Process and procedure
Beginning in 2010, Martha’s Vineyard Parking Clerk Carol Grant’s duties were adjusted so that she would begin processing the parking tickets issued by Island police departments.
The parking clerk has always collected parking fines, but until 2010, the county contracted with Plymouth County to process the tickets.
Dukes County manager Russell Smith said Plymouth County was falling behind on processing, causing problems for Island residents.
“One of the problems we were having was they weren’t being processed fast enough,” Mr. Smith said. “We could get the software and do it in a more timely manner. There’s better service.”
In response to a written question, Ms. Grant provided little detail about processing tickets.
“We process the tickets the same way our previous vendor, Plymouth County, did,” Ms. Grant wrote. “Police turn the tickets in and they are entered into the system.”
When the processing changes occurred after 2010, it required new software, purchased at a cost of $24,200, according to county records, from NetTech Solutions, a New Jersey company that provides parking management software and hardware.
“The payback is two to three years,” Mr. Smith said. “We get to keep some of the money that was being paid to Plymouth, to pay for the software.”
To cover the cost of processing tickets and collecting fines, the county takes a fee of $1.50 for each ticket, and keeps 15 percent of the fines collected.
As a result of the changes, both the revenue collected and the cost of operating the department increased dramatically over the past two years.
In fiscal 2010, the county collected $43,700 in revenue from parking fines, according to county budget documents. The expense to operate the department was $45,912.
In fiscal 2011, the county collected $62,000 in revenue, and spent $80,928 to operate the department. In the current fiscal year, which began July 1, the county estimates it will collect $67,000 in revenue, and spend $75,537 to operate the department.
The bulk of operating costs for the department are salaries. Ms. Grant, who also holds the title of assistant treasurer, splits time between the treasurer’s department and the parking department. Her salary for the current fiscal year is $66,354. One third of that salary, $21,897, is allocated to the parking department.
Senior financial clerk Donna Michalski also splits time between the two departments. She earns $33,152. Half of her salary, $16,576 is allocated to the parking department.
The efficiency improvements the two town police chiefs are considering are very similar to improvements suggested in a harshly critical Massachusetts Department of Revenue (DOR) financial management review of county finances. The 2010 review notes improvements since Dukes County began processing the tickets, including the ability to pay by credit card. DOR also noted room for improvement.
“Although the process operates smoothly, it appears duplicative and requires manual entry of data,” the report’s authors wrote. “Challenges also remain with collections and the number of outstanding receivables, which can be attributed to the seasonal nature of the Island’s population.”
The report offered a series of recommendations for local officials to consider, including adoption of an on-line payment method, providing a secure and convenient way to pay parking fines. Such an application is available for the software program the county now uses.

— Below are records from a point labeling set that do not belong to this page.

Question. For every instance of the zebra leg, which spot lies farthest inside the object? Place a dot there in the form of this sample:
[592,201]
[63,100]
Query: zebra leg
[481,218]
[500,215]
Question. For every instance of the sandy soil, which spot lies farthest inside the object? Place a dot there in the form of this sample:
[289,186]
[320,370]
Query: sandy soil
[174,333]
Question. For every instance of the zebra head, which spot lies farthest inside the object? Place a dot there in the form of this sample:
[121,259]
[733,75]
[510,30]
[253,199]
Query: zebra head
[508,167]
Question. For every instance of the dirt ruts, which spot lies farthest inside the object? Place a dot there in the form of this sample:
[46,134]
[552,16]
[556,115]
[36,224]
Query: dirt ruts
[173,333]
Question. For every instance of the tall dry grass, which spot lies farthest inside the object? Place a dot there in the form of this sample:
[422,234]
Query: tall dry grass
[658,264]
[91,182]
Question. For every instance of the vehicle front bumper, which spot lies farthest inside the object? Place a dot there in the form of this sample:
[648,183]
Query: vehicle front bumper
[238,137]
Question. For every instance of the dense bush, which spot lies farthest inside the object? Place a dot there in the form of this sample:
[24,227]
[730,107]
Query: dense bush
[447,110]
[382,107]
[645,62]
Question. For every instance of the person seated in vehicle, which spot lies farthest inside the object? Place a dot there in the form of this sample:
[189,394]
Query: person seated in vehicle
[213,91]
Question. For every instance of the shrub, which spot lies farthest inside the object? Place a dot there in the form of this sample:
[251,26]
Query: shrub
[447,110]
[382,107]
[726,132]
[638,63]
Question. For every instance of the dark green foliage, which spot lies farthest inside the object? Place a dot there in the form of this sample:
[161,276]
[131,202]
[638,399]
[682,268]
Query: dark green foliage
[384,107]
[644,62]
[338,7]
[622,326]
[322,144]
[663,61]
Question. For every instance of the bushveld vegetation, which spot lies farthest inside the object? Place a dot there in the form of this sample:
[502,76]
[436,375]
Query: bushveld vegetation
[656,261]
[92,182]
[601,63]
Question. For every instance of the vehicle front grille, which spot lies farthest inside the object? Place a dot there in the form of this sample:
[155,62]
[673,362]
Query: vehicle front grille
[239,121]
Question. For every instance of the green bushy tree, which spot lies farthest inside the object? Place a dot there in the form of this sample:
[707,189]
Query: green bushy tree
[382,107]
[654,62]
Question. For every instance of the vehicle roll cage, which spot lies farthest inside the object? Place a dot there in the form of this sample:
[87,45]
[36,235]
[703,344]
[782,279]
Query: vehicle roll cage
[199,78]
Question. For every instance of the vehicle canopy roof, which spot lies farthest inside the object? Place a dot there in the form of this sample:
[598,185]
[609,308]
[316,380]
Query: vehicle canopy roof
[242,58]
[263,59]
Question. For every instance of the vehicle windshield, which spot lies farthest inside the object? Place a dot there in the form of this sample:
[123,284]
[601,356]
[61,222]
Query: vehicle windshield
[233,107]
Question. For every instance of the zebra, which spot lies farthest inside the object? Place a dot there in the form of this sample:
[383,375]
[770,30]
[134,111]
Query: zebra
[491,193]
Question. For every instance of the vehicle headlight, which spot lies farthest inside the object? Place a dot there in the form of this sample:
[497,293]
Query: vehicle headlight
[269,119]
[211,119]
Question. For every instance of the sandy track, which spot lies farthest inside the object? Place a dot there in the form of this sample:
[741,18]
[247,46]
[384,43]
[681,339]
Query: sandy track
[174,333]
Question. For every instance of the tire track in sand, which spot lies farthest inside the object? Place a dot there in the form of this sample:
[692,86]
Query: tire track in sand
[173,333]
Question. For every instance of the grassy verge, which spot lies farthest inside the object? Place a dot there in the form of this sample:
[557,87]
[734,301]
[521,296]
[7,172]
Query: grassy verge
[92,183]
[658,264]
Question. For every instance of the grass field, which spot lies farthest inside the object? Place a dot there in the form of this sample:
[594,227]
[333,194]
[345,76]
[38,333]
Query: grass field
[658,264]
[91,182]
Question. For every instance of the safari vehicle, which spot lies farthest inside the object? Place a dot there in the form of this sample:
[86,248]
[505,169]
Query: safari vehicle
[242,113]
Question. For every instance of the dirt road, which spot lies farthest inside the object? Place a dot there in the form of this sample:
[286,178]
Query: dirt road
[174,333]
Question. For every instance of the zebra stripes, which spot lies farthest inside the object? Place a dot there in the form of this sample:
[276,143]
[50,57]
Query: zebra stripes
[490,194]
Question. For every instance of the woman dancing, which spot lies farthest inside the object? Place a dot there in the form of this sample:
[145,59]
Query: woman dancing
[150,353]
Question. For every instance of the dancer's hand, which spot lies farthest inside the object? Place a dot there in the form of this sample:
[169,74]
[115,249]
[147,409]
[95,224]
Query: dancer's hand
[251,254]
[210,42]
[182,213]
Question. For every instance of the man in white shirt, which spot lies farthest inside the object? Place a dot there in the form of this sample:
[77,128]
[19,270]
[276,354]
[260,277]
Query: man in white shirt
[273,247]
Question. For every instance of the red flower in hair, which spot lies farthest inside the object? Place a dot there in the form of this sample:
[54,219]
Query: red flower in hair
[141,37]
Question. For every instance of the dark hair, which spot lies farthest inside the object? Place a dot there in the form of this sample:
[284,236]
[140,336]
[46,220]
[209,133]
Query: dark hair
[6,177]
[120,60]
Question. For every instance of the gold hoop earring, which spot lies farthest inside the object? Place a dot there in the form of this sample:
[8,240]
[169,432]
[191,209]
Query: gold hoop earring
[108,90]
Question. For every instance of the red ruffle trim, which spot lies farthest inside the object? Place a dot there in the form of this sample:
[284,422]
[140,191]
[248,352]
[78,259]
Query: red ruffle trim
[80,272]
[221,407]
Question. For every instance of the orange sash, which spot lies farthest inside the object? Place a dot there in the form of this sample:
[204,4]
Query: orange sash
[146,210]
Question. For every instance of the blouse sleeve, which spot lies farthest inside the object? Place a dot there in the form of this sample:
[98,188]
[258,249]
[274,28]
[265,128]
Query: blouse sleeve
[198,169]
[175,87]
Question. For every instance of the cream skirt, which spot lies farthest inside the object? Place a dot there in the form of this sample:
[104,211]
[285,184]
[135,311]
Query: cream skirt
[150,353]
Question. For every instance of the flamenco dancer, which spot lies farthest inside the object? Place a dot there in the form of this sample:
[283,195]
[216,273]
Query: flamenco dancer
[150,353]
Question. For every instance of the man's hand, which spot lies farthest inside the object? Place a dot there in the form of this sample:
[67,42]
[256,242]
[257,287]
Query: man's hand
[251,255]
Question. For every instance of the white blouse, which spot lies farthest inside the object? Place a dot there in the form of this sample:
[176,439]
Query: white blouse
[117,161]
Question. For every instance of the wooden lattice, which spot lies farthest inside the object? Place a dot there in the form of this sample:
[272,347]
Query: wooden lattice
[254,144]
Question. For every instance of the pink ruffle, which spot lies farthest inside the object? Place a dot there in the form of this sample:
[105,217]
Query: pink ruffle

Also recommended for consideration were handheld electronic ticket devices. “Handheld ticket devices streamline the day-to-day issuance of citations and eliminate manual data entry,” the report’s authors wrote. The devices and software are also available through the county’s vendor.
The DOR report also recommends consideration of a deputy collector. “Despite the county’s ability to mark license and registration, a deputy collector may be able to obtain additional moneys owed the county or provide evidence that accounts are uncollectable.”
The county has not implemented any of these recommendations.